According to the Biosocial Developmental Model for Borderline Personality Disorder (BPD), individuals with a biological vulnerability (i.e., heightened emotional sensitivity and impulsive tendencies), plus an invalidating environment may develop BPD (Crowell, Beauchaine, & Linehan, 2009). Individuals with BPD are especially difficult to treat, because of their “extreme emotional, behavioral, and cognitive dysregulation” (Crowell, Beauchaine, & Linehan, 2009). Though challenging to treat, BPD can be successfully treated using Dialectical Behavior Therapy (DBT) (Linehan, 1993; Linehan 2015). Similarly, Posttraumatic Stress Disorder (PTSD) is complex and often burnout inducing to treat, because of the intensity of the emotional content related to traumatic events and high symptom severity including flashbacks, dissociation, and nightmares (Foa, 1993). PTSD can be adequately treated using exposure-based interventions, such as prolonged exposure (Foa, Chrestman, & Gilboa-Schechtman, 2009).

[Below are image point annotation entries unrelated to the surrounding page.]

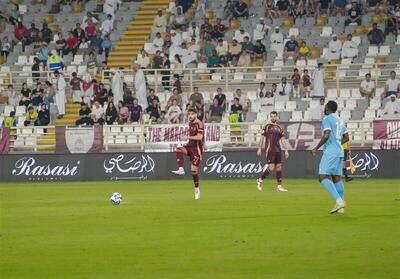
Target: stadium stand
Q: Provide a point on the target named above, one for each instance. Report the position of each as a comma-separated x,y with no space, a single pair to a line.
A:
182,45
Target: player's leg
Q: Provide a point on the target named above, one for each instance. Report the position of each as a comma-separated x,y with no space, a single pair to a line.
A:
180,153
279,178
194,168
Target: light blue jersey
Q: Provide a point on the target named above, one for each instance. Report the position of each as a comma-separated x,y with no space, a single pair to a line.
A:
331,161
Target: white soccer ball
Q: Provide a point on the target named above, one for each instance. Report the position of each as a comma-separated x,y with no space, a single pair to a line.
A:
116,198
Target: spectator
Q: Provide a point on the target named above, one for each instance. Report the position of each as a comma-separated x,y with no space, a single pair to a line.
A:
160,22
196,97
306,84
43,118
392,86
240,34
97,114
111,113
316,113
367,87
261,30
376,36
354,14
284,89
391,109
136,111
174,112
318,78
21,34
290,49
296,83
349,48
84,116
276,40
221,98
215,112
154,110
13,96
241,10
304,51
31,116
25,96
334,49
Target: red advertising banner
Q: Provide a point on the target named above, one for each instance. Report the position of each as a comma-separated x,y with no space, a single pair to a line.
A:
4,140
387,134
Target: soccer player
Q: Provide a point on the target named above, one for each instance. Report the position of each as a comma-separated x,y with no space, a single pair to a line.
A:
194,149
272,138
330,167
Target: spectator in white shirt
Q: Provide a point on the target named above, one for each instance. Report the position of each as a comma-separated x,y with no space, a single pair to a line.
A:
143,60
240,34
392,86
284,89
222,48
107,26
276,40
391,109
367,87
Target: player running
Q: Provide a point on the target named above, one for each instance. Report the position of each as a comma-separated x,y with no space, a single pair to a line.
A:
194,149
272,137
330,167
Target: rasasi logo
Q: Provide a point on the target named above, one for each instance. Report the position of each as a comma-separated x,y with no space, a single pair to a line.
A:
26,166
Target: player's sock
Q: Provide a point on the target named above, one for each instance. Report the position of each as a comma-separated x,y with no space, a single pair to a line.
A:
180,159
195,180
265,174
340,188
330,187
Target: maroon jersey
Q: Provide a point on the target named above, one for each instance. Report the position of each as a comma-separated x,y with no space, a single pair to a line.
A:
195,128
273,133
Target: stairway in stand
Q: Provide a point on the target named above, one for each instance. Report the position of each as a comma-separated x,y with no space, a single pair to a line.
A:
137,32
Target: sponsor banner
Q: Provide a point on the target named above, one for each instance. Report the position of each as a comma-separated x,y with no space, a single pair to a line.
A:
79,139
386,134
4,140
150,166
166,138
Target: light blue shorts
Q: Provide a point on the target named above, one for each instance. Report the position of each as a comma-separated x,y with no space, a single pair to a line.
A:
330,165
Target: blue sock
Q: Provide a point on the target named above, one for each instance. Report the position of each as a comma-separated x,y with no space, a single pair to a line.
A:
330,187
340,188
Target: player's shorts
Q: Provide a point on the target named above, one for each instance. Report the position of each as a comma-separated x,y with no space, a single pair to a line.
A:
330,165
194,155
274,158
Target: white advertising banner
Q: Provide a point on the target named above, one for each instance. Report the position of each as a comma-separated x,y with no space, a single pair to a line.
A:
166,138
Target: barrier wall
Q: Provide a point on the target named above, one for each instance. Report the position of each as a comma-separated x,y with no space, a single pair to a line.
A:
146,166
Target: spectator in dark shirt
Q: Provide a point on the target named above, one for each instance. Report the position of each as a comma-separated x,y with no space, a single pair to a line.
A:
354,15
376,36
241,10
290,49
215,112
84,115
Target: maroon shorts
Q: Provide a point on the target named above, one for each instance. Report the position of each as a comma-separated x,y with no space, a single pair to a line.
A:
194,154
274,158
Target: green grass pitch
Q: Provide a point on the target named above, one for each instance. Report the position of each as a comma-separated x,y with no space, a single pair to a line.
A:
70,230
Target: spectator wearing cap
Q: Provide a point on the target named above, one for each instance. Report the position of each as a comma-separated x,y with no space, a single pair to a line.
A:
276,40
261,30
21,34
349,48
241,10
376,36
240,34
367,87
354,14
334,49
290,49
160,22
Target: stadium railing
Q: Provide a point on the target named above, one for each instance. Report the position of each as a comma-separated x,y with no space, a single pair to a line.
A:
134,137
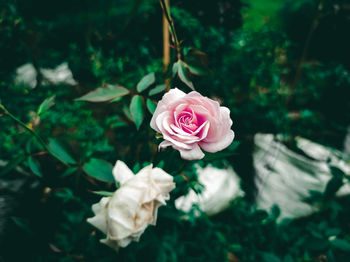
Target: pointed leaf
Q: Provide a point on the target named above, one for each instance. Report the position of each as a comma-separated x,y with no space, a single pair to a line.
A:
136,110
195,70
58,151
34,166
99,169
183,75
46,105
151,106
103,94
146,82
157,90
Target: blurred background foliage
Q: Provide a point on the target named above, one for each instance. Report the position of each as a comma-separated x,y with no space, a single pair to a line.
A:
280,66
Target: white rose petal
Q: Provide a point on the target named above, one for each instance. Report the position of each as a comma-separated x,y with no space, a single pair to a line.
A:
221,186
125,216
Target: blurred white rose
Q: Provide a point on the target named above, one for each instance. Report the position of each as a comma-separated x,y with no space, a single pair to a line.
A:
221,186
124,216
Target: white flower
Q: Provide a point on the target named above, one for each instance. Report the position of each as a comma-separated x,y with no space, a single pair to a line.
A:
124,216
221,187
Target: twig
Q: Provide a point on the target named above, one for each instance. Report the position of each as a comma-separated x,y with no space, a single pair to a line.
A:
31,131
172,27
307,44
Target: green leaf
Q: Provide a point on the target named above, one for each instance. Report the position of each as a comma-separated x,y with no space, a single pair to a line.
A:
23,224
288,258
196,61
334,184
12,164
59,152
158,89
175,68
183,75
69,171
341,244
151,106
103,94
146,82
34,166
195,70
126,111
103,193
136,110
46,105
269,257
99,169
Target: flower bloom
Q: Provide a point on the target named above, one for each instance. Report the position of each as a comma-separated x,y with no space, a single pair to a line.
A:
191,122
124,216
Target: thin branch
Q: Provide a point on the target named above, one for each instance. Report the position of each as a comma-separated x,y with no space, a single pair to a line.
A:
30,130
172,27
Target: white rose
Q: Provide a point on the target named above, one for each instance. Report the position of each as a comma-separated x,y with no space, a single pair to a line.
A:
124,216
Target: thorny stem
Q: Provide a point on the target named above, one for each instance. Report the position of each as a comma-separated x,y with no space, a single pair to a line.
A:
172,28
30,130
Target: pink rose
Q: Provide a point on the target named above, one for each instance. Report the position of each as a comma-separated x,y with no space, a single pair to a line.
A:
191,122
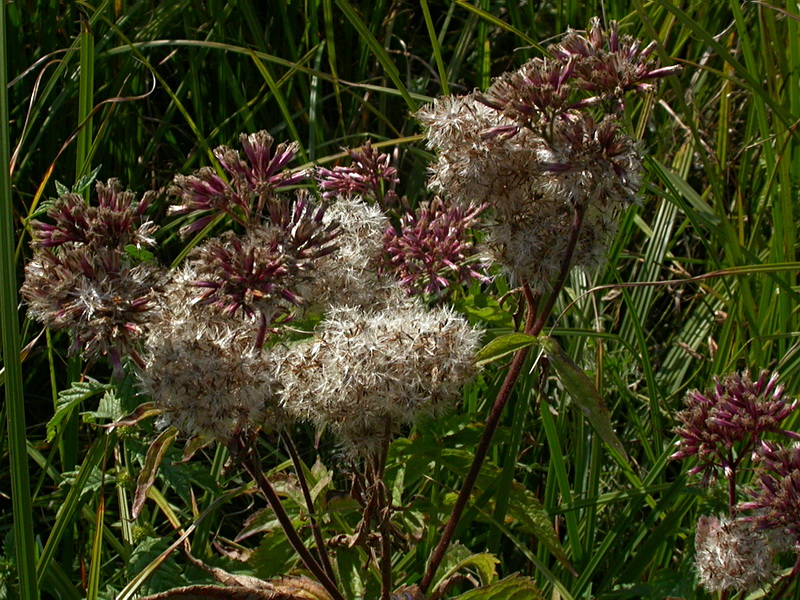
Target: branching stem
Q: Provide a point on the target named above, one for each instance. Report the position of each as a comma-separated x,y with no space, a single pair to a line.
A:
533,326
252,464
322,549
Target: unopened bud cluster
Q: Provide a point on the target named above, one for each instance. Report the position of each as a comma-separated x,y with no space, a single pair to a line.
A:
207,336
720,429
545,149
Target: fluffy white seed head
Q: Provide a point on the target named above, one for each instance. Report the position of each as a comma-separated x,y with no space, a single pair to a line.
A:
349,276
365,372
203,370
733,554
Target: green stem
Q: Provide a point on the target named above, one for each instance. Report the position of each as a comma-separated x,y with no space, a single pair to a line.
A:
533,327
322,550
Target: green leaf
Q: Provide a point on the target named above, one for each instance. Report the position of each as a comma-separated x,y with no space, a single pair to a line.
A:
139,254
503,346
85,181
153,460
61,189
510,588
483,307
583,393
526,508
69,399
110,408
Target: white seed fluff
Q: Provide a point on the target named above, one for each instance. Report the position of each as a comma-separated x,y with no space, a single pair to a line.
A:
365,372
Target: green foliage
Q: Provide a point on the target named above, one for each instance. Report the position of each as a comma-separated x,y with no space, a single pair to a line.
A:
701,281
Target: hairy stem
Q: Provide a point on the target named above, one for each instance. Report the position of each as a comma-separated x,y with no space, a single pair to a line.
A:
322,550
385,516
252,464
533,326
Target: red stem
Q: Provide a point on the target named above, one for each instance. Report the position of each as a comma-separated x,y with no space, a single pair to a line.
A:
252,465
533,326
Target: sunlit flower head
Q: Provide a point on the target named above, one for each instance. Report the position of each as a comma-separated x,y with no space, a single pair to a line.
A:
365,372
103,298
204,373
116,221
260,275
434,248
350,276
776,496
731,554
606,62
736,409
369,176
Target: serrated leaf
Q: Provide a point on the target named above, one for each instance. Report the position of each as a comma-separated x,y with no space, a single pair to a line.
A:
483,307
510,588
61,189
163,571
154,458
583,393
143,411
503,346
110,407
85,181
139,254
70,398
484,564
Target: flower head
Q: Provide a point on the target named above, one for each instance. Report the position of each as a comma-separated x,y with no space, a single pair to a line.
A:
99,295
366,372
606,62
203,371
732,554
736,409
248,188
776,496
367,176
433,248
261,273
116,221
350,276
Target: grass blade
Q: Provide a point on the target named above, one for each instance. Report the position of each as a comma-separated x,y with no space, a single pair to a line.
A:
9,325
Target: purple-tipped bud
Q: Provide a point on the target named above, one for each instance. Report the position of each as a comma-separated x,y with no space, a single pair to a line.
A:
248,189
367,176
115,222
434,250
776,495
735,410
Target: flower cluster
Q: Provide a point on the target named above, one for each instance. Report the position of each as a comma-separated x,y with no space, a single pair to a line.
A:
351,276
368,176
365,371
117,221
555,175
248,188
84,278
733,554
260,274
433,248
204,372
737,409
776,497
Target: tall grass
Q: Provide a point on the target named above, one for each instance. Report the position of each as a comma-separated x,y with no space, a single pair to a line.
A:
701,281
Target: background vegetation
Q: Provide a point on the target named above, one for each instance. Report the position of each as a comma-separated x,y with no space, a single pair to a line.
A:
143,90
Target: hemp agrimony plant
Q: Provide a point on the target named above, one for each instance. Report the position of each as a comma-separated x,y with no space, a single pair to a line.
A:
327,305
724,430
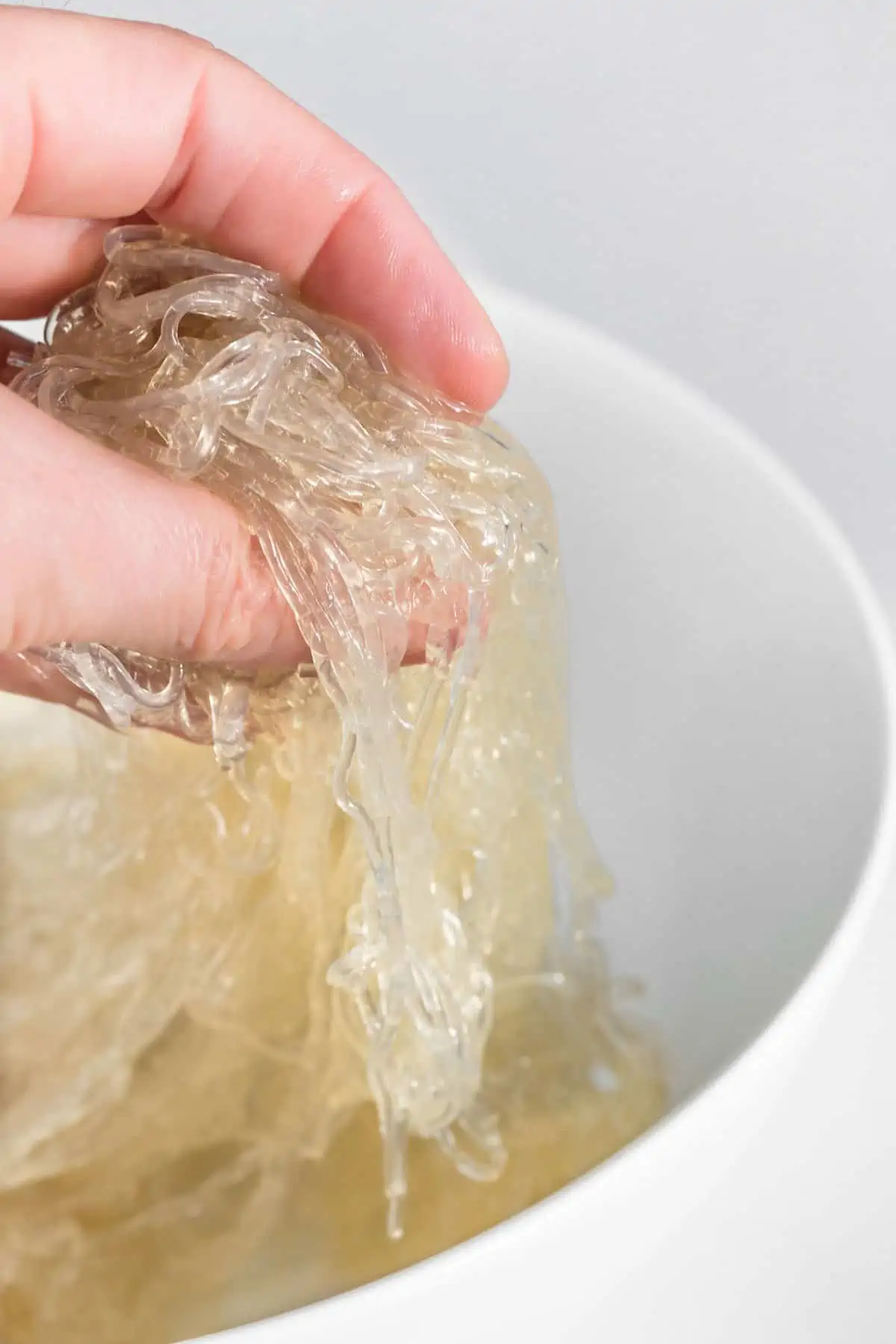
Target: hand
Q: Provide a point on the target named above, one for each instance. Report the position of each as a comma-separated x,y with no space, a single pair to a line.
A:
102,121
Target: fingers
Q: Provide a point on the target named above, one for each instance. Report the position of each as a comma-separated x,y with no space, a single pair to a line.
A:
99,549
43,258
102,120
94,547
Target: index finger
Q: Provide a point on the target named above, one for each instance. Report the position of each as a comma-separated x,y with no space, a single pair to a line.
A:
104,119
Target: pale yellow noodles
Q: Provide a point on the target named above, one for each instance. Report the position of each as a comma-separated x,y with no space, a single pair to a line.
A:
374,885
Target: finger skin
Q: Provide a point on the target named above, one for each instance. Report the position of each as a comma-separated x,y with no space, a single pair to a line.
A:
101,120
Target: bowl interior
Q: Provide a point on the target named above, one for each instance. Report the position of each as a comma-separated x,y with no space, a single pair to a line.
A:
729,715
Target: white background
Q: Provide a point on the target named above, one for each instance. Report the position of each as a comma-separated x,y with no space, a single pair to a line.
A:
714,181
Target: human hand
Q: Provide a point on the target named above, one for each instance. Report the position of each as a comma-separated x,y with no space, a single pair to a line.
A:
105,121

However, when BPD is comorbid with PTSD, symptom severity is often heightened to such a degree that neither DBT nor exposure-based therapy are sufficient treatments. This literature review discusses the problems related to treating individuals with comorbid BPD and PTSD, and the benefits of the current treatment protocol, Dialectical Behavior Therapy Prolonged Exposure.